Freddy is trying to help break his family out of their obscure rut by building an award winning float for the Pookesville Founder's Day Parade. If he can do it, perhaps their floundering family restaurant - that offers healthy food compared to the burger stand across the street owned by the Spanker family - might take off. A large task considering the Spankers ALWAYS win the float contest. But if Freddy has anything to say about it, they won't win this year! With the aid of Howie Kapowie, his one and only friend in town who seems solely to care about eating cheese cubes, they have very little chance. And with Adam Spanker (the town hooligan) always on their heels, things look even bleaker.

Can Freddy do it?

Not on his own. And he knows it. So he rigs up a contraption of nanotechnology mixed with super-secret potatoes, and an interesting accident occurs. When lightning strikes the potatoes, they turn into living, breathing, talking ...uh ...spuds. Fries alive! And now with Theodore, Wally, Curly, Si, and Meese, the town of Pookesville is in for an amazing surprise ...and so is the rival Spanker family. Can a misfit family use its brains to beat the brawn of the town?

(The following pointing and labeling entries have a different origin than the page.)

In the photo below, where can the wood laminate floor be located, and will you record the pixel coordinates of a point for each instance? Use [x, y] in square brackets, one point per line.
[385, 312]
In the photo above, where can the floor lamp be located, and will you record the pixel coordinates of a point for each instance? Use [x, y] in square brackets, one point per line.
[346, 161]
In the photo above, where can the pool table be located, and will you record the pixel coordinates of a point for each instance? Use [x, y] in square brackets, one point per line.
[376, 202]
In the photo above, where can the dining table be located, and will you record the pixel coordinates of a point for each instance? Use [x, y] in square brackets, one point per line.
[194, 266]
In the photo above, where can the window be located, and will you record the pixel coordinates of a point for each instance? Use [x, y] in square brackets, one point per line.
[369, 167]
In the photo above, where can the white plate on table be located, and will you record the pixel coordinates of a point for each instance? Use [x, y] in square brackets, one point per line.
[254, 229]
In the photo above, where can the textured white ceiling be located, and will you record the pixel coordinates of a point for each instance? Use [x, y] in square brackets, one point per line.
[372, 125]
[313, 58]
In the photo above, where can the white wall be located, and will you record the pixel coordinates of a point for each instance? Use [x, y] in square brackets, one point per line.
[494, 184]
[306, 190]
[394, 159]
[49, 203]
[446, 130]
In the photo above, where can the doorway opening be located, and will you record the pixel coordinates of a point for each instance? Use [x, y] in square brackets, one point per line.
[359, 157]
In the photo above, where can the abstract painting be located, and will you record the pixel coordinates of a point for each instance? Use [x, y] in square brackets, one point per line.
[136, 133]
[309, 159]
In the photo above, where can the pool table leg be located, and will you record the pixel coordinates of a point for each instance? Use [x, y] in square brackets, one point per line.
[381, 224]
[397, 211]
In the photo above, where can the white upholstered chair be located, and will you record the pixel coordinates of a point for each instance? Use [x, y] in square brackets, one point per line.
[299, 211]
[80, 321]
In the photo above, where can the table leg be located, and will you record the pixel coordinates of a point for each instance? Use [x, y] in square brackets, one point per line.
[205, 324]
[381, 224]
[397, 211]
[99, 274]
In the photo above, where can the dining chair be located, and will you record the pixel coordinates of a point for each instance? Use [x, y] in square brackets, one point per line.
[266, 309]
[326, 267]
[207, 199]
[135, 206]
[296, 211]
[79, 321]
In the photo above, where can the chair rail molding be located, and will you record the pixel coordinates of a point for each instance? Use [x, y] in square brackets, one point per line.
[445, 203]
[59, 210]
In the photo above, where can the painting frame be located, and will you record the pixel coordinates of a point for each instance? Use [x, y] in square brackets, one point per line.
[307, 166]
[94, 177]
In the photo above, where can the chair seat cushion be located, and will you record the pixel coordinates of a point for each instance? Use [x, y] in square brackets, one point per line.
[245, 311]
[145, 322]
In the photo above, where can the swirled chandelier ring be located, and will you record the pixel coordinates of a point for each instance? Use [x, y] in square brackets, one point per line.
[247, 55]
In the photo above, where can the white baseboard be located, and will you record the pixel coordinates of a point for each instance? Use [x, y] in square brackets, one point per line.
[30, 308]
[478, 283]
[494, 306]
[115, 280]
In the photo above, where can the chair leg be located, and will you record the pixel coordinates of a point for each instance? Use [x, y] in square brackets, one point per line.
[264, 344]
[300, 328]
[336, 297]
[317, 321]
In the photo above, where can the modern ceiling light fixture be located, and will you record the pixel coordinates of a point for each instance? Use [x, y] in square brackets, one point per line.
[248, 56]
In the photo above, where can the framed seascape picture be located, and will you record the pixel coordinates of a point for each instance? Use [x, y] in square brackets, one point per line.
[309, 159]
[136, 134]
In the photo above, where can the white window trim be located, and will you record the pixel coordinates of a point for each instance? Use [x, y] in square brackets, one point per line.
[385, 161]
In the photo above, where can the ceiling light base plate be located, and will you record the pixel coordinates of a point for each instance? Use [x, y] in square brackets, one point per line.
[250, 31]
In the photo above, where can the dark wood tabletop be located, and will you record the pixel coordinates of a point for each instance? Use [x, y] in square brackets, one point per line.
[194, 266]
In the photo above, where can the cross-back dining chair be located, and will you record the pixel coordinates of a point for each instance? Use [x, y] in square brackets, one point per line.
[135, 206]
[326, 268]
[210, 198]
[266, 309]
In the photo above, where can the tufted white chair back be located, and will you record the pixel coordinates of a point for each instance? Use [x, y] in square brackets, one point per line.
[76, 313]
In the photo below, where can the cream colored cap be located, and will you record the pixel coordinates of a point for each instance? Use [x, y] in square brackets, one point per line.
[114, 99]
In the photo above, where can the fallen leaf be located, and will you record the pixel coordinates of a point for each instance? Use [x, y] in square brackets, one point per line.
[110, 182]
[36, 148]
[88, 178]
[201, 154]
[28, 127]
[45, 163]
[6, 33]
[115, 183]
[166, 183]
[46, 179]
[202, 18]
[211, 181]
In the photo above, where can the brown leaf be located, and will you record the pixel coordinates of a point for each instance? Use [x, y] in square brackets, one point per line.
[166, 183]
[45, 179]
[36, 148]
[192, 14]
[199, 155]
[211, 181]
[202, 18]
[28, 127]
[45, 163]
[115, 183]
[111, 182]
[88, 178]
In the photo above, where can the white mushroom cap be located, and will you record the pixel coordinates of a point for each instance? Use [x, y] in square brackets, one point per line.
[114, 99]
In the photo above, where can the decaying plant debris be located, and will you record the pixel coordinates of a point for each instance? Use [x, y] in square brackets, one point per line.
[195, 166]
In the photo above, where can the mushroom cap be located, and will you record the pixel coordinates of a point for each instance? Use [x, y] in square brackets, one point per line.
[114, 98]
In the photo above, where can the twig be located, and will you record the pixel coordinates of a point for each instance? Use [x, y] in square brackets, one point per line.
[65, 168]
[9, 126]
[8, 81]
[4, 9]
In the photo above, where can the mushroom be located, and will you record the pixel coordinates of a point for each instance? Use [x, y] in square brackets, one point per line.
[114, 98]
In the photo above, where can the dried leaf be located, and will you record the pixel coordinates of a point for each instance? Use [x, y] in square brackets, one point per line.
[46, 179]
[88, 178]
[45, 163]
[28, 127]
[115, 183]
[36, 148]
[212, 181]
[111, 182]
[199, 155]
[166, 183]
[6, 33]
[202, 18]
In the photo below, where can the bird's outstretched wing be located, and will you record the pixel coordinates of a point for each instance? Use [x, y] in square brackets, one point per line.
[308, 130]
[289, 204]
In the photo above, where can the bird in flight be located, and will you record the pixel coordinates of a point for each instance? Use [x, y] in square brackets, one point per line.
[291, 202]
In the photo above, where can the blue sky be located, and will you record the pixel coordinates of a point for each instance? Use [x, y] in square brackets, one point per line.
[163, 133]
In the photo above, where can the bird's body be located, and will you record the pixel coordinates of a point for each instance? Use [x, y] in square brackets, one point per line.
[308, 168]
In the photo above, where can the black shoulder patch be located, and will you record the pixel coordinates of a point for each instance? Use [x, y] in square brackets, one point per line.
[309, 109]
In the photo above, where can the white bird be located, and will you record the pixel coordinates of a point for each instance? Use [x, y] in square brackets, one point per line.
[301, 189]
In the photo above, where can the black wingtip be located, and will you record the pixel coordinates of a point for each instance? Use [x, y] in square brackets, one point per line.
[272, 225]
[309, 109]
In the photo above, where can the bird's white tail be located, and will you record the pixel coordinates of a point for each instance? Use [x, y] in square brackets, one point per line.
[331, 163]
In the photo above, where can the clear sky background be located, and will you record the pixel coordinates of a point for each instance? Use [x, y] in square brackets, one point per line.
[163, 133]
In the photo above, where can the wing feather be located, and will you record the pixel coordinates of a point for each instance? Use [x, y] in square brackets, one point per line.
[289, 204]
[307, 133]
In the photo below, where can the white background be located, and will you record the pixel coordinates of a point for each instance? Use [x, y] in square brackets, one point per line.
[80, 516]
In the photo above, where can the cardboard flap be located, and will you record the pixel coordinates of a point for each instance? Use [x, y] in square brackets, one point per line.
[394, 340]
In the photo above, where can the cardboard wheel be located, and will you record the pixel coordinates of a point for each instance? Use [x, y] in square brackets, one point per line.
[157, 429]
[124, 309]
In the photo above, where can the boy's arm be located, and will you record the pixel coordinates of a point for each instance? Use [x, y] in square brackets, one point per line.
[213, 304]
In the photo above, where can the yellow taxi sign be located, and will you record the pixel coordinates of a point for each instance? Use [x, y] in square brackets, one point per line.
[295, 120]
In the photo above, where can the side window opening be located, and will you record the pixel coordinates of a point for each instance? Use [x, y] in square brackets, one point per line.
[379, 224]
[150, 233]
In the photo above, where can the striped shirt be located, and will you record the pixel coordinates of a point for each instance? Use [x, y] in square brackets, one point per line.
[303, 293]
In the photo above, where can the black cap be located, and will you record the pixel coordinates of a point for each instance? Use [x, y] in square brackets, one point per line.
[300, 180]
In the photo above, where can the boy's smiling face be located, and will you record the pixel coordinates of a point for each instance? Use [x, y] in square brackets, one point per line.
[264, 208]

******************************************************************************

David Baldacci is normally known for his crime novels (Absolute Power, Hour Game, and the less enjoyable Split Second), but here he's dunked his hand into the children's literature cookie jar, perhaps hoping to come up with some tasty new treat for readers.

But no ...

Like so many other children's books and films, 'Freddy and the French Fries' treads over old themes and tries to put on a new face. Ever seen the film 'Honey, I Shrunk the Kids'? If you have, you will undoubtedly see parallels to it in this book (i.e., a genius father, a smart family that's stunted because of their intellect, absurd obstacles that need to be overcome by using technology, and, in the end, triumph).

That being said, this book will probably appeal to the preteen because of its fast pace, outrageous names (Howie Kapowie, Patty Cakes, Nanny Boo-Boo, etc.), and its action scenes.

There's also some learning that takes place that will obviously make parents happy. Such as knowing the proper term for siamese twins (conjoined); the advantages - and disadvantages - of eating soy products rather than hamburgers; how to beat a bully using your brains and not your fists; and a very basic understanding of how nanotechnology might benefit us.

All in all I think this book's chapters might be enjoyed by kids at bedtime, but don't expect much originality.